C. Leitsätze des BVerfG zur Bundesnotbremse II

  1. Aus Art. 2 Abs. 1 in Verbindung mit Art. 7 Abs. 1 GG folgt ein Recht der Kinder und Jugendlichen gegenüber dem Staat, ihre Entwicklung zu einer eigenverantwortlichen Persönlichkeit auch in der Gemeinschaft durch schulische Bildung zu unterstützen und zu fördern (Recht auf schulische Bildung).
  2. Das Recht auf schulische Bildung umfasst verschiedene Gewährleistungsdimensionen: a) Es vermittelt den Kindern und Jugendlichen einen Anspruch auf Einhaltung eines für ihre chancengleiche Entwicklung zu eigenverantwortlichen Persönlichkeiten unverzichtbaren Mindeststandards von Bildungsangeboten, enthält jedoch keinen originären Leistungsanspruch auf eine bestimmte Gestaltung staatlicher Schulen. b) Aus dem Recht auf schulische Bildung folgt zudem ein Recht auf gleichen Zugang zu staatlichen Bildungsangeboten im Rahmen des vorhandenen Schulsystems. c) Das Recht auf schulische Bildung umfasst auch ein Abwehrrecht gegen Maßnahmen, welche das aktuell eröffnete und auch wahrgenommene Bildungsangebot einer Schule einschränken, ohne das in Ausgestaltung des Art. 7 Abs. 1 GG geschaffene Schulsystem als solches zu verändern.

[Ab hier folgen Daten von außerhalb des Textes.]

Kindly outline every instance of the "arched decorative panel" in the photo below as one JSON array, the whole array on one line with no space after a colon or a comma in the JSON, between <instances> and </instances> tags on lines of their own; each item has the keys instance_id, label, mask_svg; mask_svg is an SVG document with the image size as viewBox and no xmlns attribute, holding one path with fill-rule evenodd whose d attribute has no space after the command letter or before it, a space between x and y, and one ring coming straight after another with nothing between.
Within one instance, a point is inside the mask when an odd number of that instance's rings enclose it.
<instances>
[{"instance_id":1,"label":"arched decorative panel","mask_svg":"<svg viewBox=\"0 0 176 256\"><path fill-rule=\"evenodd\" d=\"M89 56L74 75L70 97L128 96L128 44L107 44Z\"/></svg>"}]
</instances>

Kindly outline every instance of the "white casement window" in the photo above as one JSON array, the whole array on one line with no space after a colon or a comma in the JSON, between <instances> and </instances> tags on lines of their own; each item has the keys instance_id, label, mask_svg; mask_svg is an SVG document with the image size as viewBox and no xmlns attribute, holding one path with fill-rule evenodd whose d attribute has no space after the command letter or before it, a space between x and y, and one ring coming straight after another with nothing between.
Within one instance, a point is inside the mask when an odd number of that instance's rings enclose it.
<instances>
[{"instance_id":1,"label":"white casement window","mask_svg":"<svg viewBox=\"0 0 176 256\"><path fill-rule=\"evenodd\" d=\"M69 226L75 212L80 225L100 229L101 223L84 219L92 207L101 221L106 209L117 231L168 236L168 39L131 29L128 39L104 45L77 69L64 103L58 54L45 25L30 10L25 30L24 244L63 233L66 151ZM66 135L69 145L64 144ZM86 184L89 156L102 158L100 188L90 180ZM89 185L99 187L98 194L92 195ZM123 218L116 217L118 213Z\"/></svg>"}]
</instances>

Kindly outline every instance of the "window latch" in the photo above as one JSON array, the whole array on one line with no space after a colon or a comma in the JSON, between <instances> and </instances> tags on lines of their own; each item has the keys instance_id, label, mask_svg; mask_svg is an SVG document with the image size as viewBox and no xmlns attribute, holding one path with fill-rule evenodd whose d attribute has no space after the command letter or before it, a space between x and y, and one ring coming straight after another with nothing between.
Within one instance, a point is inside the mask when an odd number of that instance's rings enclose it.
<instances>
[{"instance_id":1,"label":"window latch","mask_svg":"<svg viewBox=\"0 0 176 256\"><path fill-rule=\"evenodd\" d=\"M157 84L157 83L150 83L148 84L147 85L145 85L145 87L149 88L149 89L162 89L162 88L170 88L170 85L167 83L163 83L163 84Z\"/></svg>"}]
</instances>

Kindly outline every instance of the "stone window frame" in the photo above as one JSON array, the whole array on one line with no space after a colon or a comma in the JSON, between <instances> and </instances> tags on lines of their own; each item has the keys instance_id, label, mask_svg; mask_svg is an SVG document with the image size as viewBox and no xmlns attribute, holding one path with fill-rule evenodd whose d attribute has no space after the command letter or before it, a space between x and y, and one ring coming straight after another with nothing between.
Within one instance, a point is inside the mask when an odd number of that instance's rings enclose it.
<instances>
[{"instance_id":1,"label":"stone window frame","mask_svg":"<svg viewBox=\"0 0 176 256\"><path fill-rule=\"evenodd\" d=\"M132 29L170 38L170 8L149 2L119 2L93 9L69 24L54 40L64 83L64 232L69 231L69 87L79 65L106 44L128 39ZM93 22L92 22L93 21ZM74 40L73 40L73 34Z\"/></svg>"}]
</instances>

  3. Entfällt der schulische Präsenzunterricht aus überwiegenden Gründen der Infektionsbekämpfung für einen längeren Zeitraum, sind die Länder nach Art. 7 Abs. 1 GG verpflichtet, den für die Persönlichkeitsentwicklung der Kinder und Jugendlichen unverzichtbaren Mindeststandard schulischer Bildung so weit wie möglich zu wahren. Sie haben dafür zu sorgen, dass bei einem Verbot von Präsenzunterricht nach Möglichkeit Distanzunterricht stattfindet.
  4. Bei einer lange andauernden Gefahrenlage wie der Corona-Pandemie muss der Gesetzgeber seinen Entscheidungen umso fundiertere Einschätzungen zugrunde legen, je länger die zur Bekämpfung der Gefahr ergriffenen belastenden Maßnahmen anhalten. Allerdings dürfte der Staat große Gefahren für Leib und Leben am Ende nicht deshalb in Kauf nehmen, weil er nicht genug dazu beigetragen hat, dass freiheitsschonendere Alternativen zur Abwehr dieser Gefahren erforscht wurden.